Friday, February 26, 2016

Risen a New Faith-based Film

Risen New Movie by Kevin Reynolds

 

By CHARLOTTE ALLEN WSJ

Risen New Faith-based film
Risen New Faith-based Movie
Nothing says cultural marginalization of Christians like the phrase “faith-based films.” The connotations: mediocre acting, directing and writing; cut-rate production values; and, most of all, niche product. When I went to see “Risen,” the freshly released New Testament movie from “Waterworld” director Kevin Reynolds, I sat through previews for “The Young Messiah” and “God’s Not Dead 2” (yes, there was a “God’s Not Dead” 1), and the latter at least looked as though it embodied what I mentioned about talent and budget. Yet with a nationwide release and at least one A-list star, “Risen” has performed reasonably well at the box office. It was the third-highest-grossing movie last weekend, when it opened, bringing in $11 million—a good showing for a project with a $20 million budget. That may be because Mr. Reynolds has—for the most part—avoided the melodramatic clichés that have marred many an overblown Jesus movie.

Furthermore, Mr. Reynolds has placed a distance between the passion narrative and the movie’s protagonist, Clavius ( Joseph Fiennes), a hardheaded and battle-weary Roman military tribune tasked by an exceptionally uneasy Pontius Pilate ( Peter Firth) with making sure that the dead Jesus, called Yeshua in the movie and played by Cliff Curtis, stays dead and that his body stays in his tomb.
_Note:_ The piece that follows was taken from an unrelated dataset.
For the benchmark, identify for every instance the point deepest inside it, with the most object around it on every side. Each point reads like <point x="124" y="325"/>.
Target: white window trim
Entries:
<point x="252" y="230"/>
And after the body predictably disappears, Clavius must find it—or when that proves impossible, dig up a similar-looking crucified corpse. The movie manages to maintain the distance between the passion narrative and Clavius even after his door-to-door investigation brings him face to face with the risen Yeshua sitting with his disciples and showing his wounds to doubting Thomas.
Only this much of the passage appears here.